Si suole proverbialmente dire che il consiglio de le donne preso a l’improvviso è salubre e buono, e che ciò che fanno senza pensarvi su si ritruova per l’ordinario ottimamente fatto. E di cotali azioni se ne dánno infiniti esempi. Ma degli uomini dicono avvenire il contrario, con ciò sia che se l’uomo è per negoziare una cosa, che quella negoziazione tanto piú sempre riuscirá meglio a debito fine condotta, quanto che piú lungamente sará pensata e sovra quella discorso tutto quello che indi ne può nascere. Ed io certamente porto ferma opinione che tutte l’opere cosí speculative come pratiche tanto sortiranno piú nobile e lodevole effetto, o siano discorse e messe in opera da le donne o dagli uomini, quanto che piú volte, prima che si facciano, saranno maturamente crivellate e fattovi sopra i convenevoli discorsi che se gli ricercano. Ci sono poi di quelli che sono di parer contrario, e loro a modo veruno non piace che a l’improviso ed impensatamente sia possibile che si operi cosa buona, dicendo che la natura ci ha dato l’anima razionale con le sue divine e meravigliose potenze, a ciò che possiamo, sovra ciò che far intendiamo, pensatamente e con il lume de la ragione discorrere il bene e il male che da tale operazione potrá pervenire. Onde non consentono che il conseglio de le donne, dato senza i debiti discorsi del pro e del contra, possa esser buono. Dicono anco di piú: che assai sovente avverrá che un uomo discorrerá con varii argomenti sopra una cosa, e nondimeno, prendendo talora per fondamento vero alcuna proposizione che in effetto vera non è, inavertentemente nel consegliare, o nel disporsi ad operare, gravemente errerá. Di queste openioni ragionandosi non è molto in una bella compagnia, messer Antonio Sbarroia, mercadante genovese, volendo mostrare il conseglio de le donne preso a l’improviso non esser per l’ordinario buono, narrò una novella avvenuta a Parigi, secondo che egli diceva, non è molto di tempo.

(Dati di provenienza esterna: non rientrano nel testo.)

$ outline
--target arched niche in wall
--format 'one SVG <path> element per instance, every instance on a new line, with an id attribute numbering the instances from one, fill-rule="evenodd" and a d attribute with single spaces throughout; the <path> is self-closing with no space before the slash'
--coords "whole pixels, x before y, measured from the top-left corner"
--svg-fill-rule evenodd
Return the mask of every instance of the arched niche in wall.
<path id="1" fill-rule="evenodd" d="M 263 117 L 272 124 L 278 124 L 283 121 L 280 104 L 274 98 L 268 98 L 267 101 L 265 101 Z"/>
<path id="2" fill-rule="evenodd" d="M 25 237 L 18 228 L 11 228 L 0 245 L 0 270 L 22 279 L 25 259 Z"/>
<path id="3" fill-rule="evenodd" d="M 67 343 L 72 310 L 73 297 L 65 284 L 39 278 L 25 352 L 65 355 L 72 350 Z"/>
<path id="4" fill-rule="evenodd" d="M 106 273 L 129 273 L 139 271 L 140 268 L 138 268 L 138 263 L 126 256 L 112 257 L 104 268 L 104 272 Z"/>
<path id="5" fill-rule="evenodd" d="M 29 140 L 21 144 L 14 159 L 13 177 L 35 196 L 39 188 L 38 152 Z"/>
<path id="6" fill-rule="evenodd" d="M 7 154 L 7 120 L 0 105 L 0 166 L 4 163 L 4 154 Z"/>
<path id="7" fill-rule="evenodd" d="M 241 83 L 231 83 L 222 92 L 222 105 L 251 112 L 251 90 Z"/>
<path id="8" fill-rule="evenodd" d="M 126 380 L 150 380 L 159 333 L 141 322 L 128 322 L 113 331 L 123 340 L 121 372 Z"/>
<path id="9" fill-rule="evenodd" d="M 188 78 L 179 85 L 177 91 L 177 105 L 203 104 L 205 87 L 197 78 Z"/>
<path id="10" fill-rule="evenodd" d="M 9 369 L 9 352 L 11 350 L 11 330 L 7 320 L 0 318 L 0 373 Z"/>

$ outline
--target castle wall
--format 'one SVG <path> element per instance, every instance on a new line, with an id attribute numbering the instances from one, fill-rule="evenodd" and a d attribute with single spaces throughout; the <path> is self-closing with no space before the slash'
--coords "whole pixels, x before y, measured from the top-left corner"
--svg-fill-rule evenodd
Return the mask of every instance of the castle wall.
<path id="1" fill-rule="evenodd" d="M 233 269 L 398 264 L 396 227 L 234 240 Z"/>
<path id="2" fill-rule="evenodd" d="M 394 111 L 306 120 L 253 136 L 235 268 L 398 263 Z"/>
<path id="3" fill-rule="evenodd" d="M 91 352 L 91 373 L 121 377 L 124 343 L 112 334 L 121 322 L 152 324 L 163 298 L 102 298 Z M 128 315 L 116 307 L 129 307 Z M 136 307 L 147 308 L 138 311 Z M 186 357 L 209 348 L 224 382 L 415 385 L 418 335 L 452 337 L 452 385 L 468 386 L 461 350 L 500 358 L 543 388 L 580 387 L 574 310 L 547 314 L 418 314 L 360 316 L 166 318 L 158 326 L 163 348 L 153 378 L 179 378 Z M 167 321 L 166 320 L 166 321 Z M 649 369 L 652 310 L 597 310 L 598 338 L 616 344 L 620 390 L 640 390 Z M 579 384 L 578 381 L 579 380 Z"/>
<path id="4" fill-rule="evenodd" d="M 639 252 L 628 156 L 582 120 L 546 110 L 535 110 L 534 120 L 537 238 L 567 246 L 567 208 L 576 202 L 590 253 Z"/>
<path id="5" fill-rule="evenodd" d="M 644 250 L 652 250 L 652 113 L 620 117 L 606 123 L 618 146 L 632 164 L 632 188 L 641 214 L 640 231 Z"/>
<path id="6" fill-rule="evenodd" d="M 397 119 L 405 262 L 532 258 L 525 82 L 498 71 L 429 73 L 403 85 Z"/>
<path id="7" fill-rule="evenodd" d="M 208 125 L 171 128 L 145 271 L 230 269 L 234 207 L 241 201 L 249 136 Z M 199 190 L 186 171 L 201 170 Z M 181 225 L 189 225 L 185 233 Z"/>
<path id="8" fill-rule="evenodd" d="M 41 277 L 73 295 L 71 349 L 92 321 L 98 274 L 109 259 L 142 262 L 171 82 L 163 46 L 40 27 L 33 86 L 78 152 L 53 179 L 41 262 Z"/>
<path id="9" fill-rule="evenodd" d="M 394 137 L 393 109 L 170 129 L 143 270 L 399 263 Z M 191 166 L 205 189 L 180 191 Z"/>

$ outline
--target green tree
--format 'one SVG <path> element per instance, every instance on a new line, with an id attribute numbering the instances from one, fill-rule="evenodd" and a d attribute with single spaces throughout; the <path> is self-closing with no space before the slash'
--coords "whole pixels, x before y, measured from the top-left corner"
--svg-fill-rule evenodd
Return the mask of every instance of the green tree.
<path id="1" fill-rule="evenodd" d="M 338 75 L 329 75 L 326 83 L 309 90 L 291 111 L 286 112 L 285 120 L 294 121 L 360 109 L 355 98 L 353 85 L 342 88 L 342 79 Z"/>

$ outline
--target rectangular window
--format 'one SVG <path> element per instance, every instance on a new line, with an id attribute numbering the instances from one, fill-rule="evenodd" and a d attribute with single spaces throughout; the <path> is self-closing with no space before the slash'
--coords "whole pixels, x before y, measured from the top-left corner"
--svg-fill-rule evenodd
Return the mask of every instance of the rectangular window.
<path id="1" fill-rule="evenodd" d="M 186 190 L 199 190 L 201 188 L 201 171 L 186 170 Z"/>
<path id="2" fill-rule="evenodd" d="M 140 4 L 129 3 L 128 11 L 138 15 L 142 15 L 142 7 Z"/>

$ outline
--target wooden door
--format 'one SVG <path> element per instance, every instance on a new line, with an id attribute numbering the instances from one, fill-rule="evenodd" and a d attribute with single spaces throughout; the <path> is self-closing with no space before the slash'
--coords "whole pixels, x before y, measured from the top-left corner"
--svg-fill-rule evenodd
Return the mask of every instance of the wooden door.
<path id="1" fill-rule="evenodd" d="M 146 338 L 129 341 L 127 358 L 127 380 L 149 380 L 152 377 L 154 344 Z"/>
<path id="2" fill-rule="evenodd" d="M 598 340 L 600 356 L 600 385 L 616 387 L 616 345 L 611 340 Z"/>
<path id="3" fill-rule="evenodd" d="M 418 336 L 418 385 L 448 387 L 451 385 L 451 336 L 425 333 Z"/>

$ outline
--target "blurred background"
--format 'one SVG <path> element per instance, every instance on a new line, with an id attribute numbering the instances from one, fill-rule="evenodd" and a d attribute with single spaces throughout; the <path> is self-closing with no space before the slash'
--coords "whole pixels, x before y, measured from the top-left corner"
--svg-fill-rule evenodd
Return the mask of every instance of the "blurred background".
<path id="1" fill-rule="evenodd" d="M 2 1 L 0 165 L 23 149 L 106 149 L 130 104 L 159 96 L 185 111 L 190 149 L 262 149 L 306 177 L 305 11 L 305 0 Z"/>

Io, che presente ci era, la scrissi e al vostro nome intitolai in testimonio a la posteritá de la nostra cambievole benevoglienza. Vi piacerá, quando talora stracco vi troverete da le frequenti consultazioni de le liti dei clientuli, leggerla e dar giudizio se la donna di cui ne la novella si parla prese buon conseglio o no. Ed a voi mi raccomando. State sano.